Heinrich Mueller 05 - Mordswein
Dienstag, 13.7.2010
Natürlich war es ihm nicht gelungen. Warum hätte es ihm auch gelingen sollen, nach all den Misserfolgen der vergangenen Jahre? Aber deswegen musste man ihn doch nicht derart bedrängen.
Er blickte sich verängstigt um, dann beschleunigte er nochmals seinen Schritt, ohne ins Stolpern zu geraten. Entsprang es nur seiner Einbildung, oder hatte sein Verfolger die Geschwindigkeit ebenfalls erhöht?
Das Dorf Twann hatten sie hinter sich gelassen. Er hätte den Kirchturm bewundert, die geschlossene Häuserzeile entlang der schmalen Straße, den weiten Blick über den Bielersee hinweg bis auf die im Föhnsturm vermeintlich näher gerückten Alpen. Hätte, wäre, wenn …
Seit er aus dem Zug gestiegen war, der ihn von Biel hierher gebracht hatte, war er sicher, verfolgt zu werden, spürte er die Präsenz eines Unbekannten, hörte regelmäßige Schritte, ein unangenehmes Räuspern. Er drehte sich nicht um, wollte zuerst eine geschützte Stelle erreichen, bevor er seinem Widersacher in die Augen blickte.
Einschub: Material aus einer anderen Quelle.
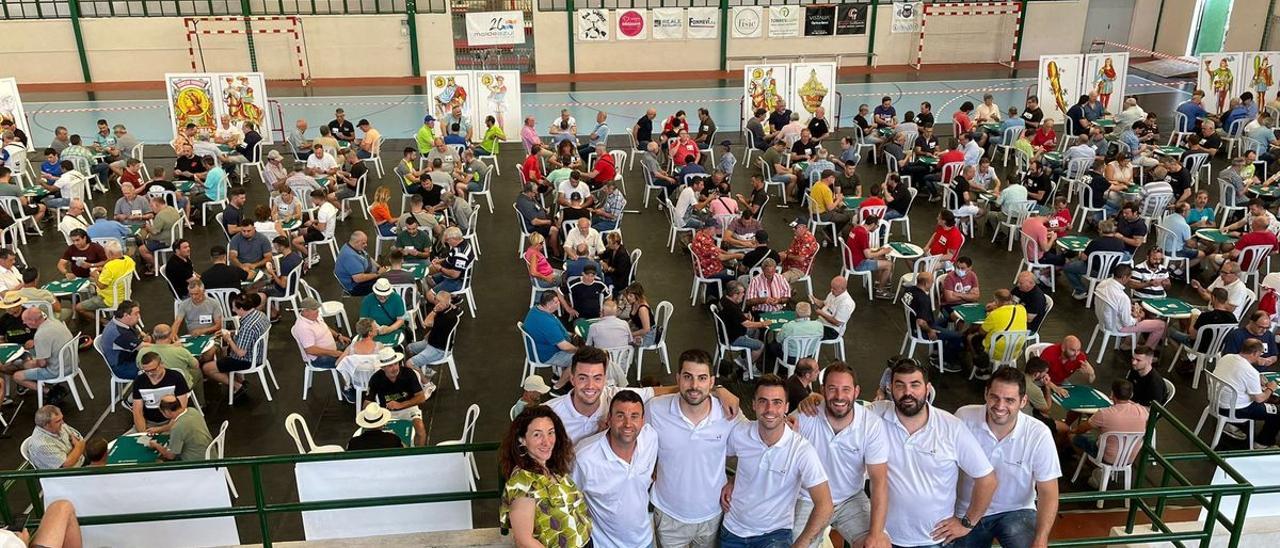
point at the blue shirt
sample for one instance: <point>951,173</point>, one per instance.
<point>1193,112</point>
<point>351,263</point>
<point>108,228</point>
<point>215,183</point>
<point>547,332</point>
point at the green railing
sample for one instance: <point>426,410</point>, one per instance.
<point>1148,498</point>
<point>260,507</point>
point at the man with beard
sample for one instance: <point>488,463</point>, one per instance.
<point>773,465</point>
<point>1022,451</point>
<point>851,446</point>
<point>581,409</point>
<point>693,433</point>
<point>613,470</point>
<point>928,450</point>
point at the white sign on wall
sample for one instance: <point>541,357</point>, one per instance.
<point>593,24</point>
<point>748,22</point>
<point>703,22</point>
<point>784,21</point>
<point>489,28</point>
<point>668,23</point>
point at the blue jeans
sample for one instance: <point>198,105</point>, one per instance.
<point>1013,529</point>
<point>780,538</point>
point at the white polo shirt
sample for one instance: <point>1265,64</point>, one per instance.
<point>690,459</point>
<point>840,307</point>
<point>616,491</point>
<point>846,453</point>
<point>768,479</point>
<point>923,471</point>
<point>579,425</point>
<point>1024,457</point>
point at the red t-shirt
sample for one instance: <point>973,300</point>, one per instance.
<point>606,169</point>
<point>533,169</point>
<point>1059,366</point>
<point>684,151</point>
<point>946,241</point>
<point>858,241</point>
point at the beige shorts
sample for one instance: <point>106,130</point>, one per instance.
<point>853,517</point>
<point>672,533</point>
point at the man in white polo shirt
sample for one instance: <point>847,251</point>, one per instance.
<point>613,470</point>
<point>928,450</point>
<point>583,407</point>
<point>693,434</point>
<point>851,446</point>
<point>773,464</point>
<point>1022,451</point>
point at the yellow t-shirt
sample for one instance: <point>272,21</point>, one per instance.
<point>822,199</point>
<point>1009,318</point>
<point>112,272</point>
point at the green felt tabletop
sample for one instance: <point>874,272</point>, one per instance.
<point>906,250</point>
<point>417,269</point>
<point>1169,306</point>
<point>10,352</point>
<point>778,318</point>
<point>1082,397</point>
<point>972,314</point>
<point>403,429</point>
<point>1214,234</point>
<point>197,345</point>
<point>581,325</point>
<point>1073,242</point>
<point>67,286</point>
<point>128,450</point>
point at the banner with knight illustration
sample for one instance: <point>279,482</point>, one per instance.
<point>1105,74</point>
<point>202,99</point>
<point>763,86</point>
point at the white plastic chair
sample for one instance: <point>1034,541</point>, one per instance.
<point>298,430</point>
<point>469,433</point>
<point>1127,448</point>
<point>69,369</point>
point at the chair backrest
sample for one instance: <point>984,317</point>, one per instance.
<point>218,446</point>
<point>1101,263</point>
<point>1127,446</point>
<point>297,428</point>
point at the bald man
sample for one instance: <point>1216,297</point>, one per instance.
<point>835,309</point>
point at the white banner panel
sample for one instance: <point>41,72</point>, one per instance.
<point>631,24</point>
<point>10,108</point>
<point>763,86</point>
<point>746,22</point>
<point>1258,76</point>
<point>1217,78</point>
<point>149,492</point>
<point>703,23</point>
<point>366,478</point>
<point>813,85</point>
<point>593,24</point>
<point>242,96</point>
<point>498,95</point>
<point>1106,73</point>
<point>784,21</point>
<point>449,88</point>
<point>490,28</point>
<point>906,17</point>
<point>668,23</point>
<point>1059,83</point>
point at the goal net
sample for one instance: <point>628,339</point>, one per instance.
<point>969,32</point>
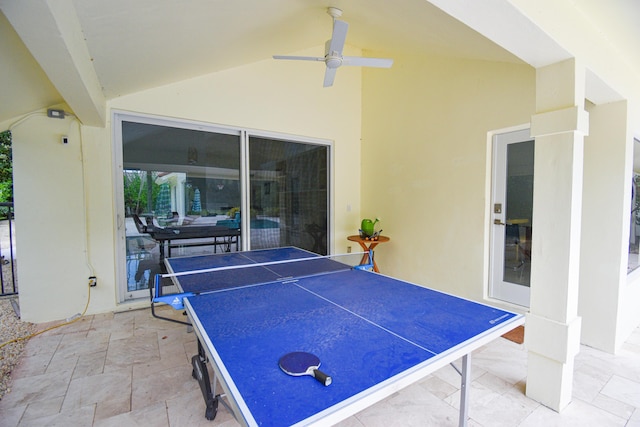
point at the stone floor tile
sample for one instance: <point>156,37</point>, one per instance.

Stetig hatte er sein Tempo erhöht, seit der Unterführung von der Schiffländte an, am ›Bären‹ vorbei, durch die Dorfgasse bis zum Weingut Johanniterkeller und weiter den Chrosweg hinauf.
So schnell er seine massige Gestalt in Bewegung setzen konnte, war er gegangen. Aber der andere war ihm im selben Rhythmus auf den Fersen geblieben. Nun stieg der Pfad an, und er geriet ins Keuchen, seine kräftigen Atemzüge ließen den mittleren Knopf aus dem lindgrünen Hemd springen, und endlich riss er die Krawatte, rot-grün diagonal gestreift, vom Hals. Sein grauer Anzug war schweißgetränkt, seine weiß-grauen Stoppelhaare und sein breiter Schnauz brannten.
Er hatte keinen Blick für die Reben, die in hellem Grün leuchteten, auch wenn sie unter der fortgeschrittenen Trockenheit zu leiden hatten. Die Blätter raschelten in der warmen Luft, die von Süden über die Alpen hinunter kam und den Boden noch mehr aufheizte, was die Winzer in schlechteren Jahren herbeisehnten. Aber heuer war es zu viel des Guten. Die ausgedörrten Böden seufzten. Als er links ein raschelndes Geräusch vernahm, dachte er zuerst an eine Giftschlange und rettete sich mit einem Sprung nach rechts. Eine unsinnige Aktion, denn bei dem Lärm, den er mit seinem keuchenden Schnaufen und den schweren Tritten erzeugte, wäre jedes Kriechtier längst geflüchtet.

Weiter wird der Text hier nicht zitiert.